Hanoi families with young children were using canoes and barges made from oil drums, packaging, bathtubs and banana trees to evacuate their television sets, furniture and other valued possessions.
The severe weather has brought widespread traffic chaos, damaged tens of thousands of homes, destroyed rice fields and threatened dyke systems along the Red River and other waterways.
A dyke broke in Ninh Binh province, a scenic limestone karst region south of Hanoi, on Sunday, killing one of 600 troops deployed for disaster relief there and inundating 10,000 homes near the Hoang Long river, officials said.
“We have been hit by historic floods this year, the worst in decades,” provincial People’s Committee official Tran Van Ha told AFP. “Farmers’ lives have been turned upside down… The roads here have turned into rivers.
“The situation has become especially difficult for old people and children, and we fear we will face a serious epidemic when the flood waters recede.”
Among the latest fatalities were eight deaths in Nghe An province, where five children and an old man drowned in floods and two men were electrocuted when they tried to repair the electric system in their flooded home.
In Hanoi, prices for meat and other food have multiplied since the disaster closed many farms, roads and markets.

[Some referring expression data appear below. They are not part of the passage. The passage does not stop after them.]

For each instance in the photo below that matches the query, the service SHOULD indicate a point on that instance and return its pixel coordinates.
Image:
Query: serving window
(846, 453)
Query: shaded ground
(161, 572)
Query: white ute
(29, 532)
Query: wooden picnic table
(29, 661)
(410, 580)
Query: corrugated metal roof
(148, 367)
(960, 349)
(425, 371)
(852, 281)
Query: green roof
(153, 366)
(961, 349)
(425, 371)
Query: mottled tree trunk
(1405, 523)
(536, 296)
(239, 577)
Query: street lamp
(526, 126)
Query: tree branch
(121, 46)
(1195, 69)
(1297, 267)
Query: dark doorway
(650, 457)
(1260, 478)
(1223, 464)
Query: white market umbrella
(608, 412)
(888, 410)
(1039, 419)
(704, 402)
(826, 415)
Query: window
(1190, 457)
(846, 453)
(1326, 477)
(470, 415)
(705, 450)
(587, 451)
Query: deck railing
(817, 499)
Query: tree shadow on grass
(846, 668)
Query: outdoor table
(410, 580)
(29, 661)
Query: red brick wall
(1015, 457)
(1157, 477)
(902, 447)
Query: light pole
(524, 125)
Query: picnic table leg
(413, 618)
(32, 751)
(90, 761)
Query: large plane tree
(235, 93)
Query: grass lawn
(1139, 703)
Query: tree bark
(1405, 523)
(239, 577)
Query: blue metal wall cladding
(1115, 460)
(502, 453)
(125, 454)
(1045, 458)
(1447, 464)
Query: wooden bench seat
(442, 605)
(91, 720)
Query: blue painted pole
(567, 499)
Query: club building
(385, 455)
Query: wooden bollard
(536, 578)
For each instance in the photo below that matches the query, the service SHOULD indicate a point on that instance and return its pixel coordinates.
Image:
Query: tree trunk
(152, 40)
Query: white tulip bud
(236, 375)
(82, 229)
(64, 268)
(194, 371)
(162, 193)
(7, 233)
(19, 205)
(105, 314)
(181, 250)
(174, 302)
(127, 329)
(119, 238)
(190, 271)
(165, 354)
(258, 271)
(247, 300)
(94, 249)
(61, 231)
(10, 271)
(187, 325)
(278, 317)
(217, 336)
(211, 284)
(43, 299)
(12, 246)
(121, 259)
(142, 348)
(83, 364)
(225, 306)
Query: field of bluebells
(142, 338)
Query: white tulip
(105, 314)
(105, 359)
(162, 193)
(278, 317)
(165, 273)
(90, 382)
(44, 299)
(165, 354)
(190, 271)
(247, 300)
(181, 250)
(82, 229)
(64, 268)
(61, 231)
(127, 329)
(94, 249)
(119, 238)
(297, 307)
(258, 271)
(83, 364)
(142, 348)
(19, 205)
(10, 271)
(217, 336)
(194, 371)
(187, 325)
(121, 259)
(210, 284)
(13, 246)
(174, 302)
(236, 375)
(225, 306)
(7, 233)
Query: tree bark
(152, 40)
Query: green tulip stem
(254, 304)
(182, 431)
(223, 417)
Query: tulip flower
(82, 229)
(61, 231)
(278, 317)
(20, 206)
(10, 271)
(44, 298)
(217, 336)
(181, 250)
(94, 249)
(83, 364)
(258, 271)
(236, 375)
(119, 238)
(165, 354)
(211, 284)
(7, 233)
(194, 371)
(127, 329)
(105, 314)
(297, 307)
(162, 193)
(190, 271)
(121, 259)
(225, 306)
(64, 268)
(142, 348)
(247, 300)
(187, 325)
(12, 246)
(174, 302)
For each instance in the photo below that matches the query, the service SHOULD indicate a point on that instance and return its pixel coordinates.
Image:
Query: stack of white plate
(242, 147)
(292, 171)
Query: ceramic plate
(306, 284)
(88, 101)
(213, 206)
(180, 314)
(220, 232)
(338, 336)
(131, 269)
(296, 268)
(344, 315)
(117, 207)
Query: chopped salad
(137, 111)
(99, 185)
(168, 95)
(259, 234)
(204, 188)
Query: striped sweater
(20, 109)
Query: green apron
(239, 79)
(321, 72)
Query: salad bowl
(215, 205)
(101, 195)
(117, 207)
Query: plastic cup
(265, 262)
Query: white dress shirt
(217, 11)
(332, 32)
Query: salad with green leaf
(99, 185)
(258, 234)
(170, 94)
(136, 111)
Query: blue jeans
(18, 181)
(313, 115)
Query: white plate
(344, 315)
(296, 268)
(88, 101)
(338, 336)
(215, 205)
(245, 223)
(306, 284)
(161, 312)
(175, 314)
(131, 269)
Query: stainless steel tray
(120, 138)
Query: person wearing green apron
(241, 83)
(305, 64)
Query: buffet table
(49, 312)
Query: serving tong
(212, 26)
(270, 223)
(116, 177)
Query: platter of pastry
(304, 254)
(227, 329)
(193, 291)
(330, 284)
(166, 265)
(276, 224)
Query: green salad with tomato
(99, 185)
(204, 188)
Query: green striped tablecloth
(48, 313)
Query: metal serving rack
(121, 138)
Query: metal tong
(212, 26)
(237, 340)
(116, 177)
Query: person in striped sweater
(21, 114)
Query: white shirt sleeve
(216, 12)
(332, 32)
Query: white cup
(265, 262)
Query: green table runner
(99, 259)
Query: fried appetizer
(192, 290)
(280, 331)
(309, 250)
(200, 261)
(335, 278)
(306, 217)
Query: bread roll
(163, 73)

Petrol prices and repair costs for water-damaged motorcycles have also shot up, raising anger over price-gouging.
Television reports have shown people catching fish with nets and rods in city streets under more than one metre (three feet) of dirty water.
Hanoi has been battered by the heaviest rains since 1984, and some outlying areas of the city including southwestern Ha Dong have been cut off for days.Schools across the capital remained closed Monday, while hospitals reported being crowded by parents with children suffering fevers and chills.
“More children have been admitted since the weekend here, especially children under two years old with diarrhoea and respiratory diseases,” Nguyen Thi Lien of Hanoi’s Central Paediatric Hospital told AFP.
Vietnam’s north-south transport links, including Highway 1 and the national railway line, were severed in many areas.
No immediate relief was in sight amid sporadic rainfalls in the north, said Bui Minh Tang, director of the Meteorological Forecasting Centre.
“The rains could continue for two more days in the north, and some areas of Hanoi could be still by flooded until the end of this week,” he told AFP.
“We are already at the end of the normal rainy season, and it is very unusual that the rains have been so heavy and lasted so long this year.”
Vietnam, a country of 86 million, gets lashed by typhoons and tropical storms every year, mostly along the central coast.
Last year, six major storms from the South China Sea battered Vietnam, killing more than 435 people in floods and landslides, displacing thousands and leaving vast central areas inundated for months, the government said.